Attempting to estimate a ‘functional phenotype’ might be questioned in light of recent evidence for AM fungus–host specificity (Klironomos, 2003) and wide variation in plant vs fungal pathways for P acquisition among host–fungal interactions (Smith et al., 2004). If root colonization is not a good predictor for P uptake or the host response, measurement of lower-level mechanisms for nutrient uptake in mycorrhizal plants may not readily scale-up to the field level. Nevertheless, definition of a growth response phenotype for AM fungi across different host, soil and fertility conditions may provide a practical approach for assessment of their functioning under natural conditions.

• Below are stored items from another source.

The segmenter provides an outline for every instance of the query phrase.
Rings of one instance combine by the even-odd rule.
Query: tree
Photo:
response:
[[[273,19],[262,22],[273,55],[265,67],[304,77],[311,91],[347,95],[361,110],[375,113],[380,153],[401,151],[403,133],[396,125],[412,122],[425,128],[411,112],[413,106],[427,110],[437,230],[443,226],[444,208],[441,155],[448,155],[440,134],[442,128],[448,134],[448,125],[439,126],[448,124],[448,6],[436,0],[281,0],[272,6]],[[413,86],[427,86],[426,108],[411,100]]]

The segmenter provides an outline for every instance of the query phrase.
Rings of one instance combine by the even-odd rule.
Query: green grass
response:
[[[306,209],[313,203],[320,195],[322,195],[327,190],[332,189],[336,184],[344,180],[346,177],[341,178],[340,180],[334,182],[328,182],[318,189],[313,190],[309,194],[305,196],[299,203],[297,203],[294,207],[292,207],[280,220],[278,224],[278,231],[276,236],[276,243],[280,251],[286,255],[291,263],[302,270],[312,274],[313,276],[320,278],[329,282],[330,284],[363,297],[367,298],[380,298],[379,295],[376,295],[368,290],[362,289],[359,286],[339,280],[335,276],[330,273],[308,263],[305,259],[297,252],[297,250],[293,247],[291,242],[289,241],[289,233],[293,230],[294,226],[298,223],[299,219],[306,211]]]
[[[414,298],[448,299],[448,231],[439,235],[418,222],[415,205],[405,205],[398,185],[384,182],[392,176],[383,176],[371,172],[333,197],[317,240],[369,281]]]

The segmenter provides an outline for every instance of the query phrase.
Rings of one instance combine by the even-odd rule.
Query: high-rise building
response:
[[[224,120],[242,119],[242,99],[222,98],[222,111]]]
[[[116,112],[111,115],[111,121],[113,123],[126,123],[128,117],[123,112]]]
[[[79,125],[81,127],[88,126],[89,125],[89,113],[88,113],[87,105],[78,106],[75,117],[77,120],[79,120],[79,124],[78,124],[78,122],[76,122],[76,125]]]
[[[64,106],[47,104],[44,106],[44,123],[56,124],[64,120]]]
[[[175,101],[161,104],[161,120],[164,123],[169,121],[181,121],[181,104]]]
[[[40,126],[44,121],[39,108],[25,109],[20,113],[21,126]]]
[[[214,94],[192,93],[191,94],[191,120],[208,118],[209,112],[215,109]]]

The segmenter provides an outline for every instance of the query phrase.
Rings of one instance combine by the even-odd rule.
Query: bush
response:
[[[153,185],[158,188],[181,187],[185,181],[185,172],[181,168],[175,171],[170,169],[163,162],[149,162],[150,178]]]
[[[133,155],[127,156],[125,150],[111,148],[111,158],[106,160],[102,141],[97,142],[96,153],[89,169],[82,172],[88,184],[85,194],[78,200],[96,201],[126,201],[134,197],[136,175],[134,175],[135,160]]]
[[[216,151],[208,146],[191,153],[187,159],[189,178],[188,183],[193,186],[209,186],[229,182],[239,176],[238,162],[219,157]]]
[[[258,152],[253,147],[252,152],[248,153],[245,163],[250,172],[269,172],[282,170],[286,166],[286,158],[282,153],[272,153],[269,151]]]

Mediation by AM fungi of vegetation responses to environmental change will require experiments at a minimum of two scales to develop and test models for mycorrhizal functioning (Huston, 1999). Experimental designs should either (1) integrate multiple mechanisms at the landscape scale and include such measures as mycorrhizal influences on net primary production, evapotranspiration and nutrient cycling or (2) integrate measures of AM fungal diversity into assessment of ecosystem function. Extension of lower-level processes that determine ecosystem dynamics must be accomplished with smaller-scale experiments such as implantation of plant species of varying life histories colonized by representative AM fungi from that ecosystem, as validated by Pringle & Bever. Lower-scale experiments need to be designed to test each component of fitness of the symbiotic partners under relevant environmental and spatial scales in the field. The design could involve the use of in situ root observation windows, mesh dividers, or bags and isotopic tracers and signature fatty acids (e.g. Fig. 1) to assess the dynamics of nutrient and C exchanges. Measurements of C and P exchanges under controlled conditions are well refined and have been successfully extended to the field (Olsson et al., 1999; Schweiger & Jakobsen, 1999; Johnson et al., 2001).
Even with novel approaches for scaling up the evaluation of functioning in field studies, the dynamics of C and P in mycorrhizal associations in the field will be difficult to interpret under complex conditions in plant communities, as illustrated by the recent study of Li et al. (2008). In their attempt to integrate the phenomenon of plant vs AM pathways for root P acquisition into the consideration of cost–benefit of wheat mycorrhizas, they concluded that mycorrhizal responses of plants grown singly may not apply at the population level. Thus, consideration of functional diversity under natural conditions of plant and fungus competition remains a challenging frontier in mycorrhizal biology.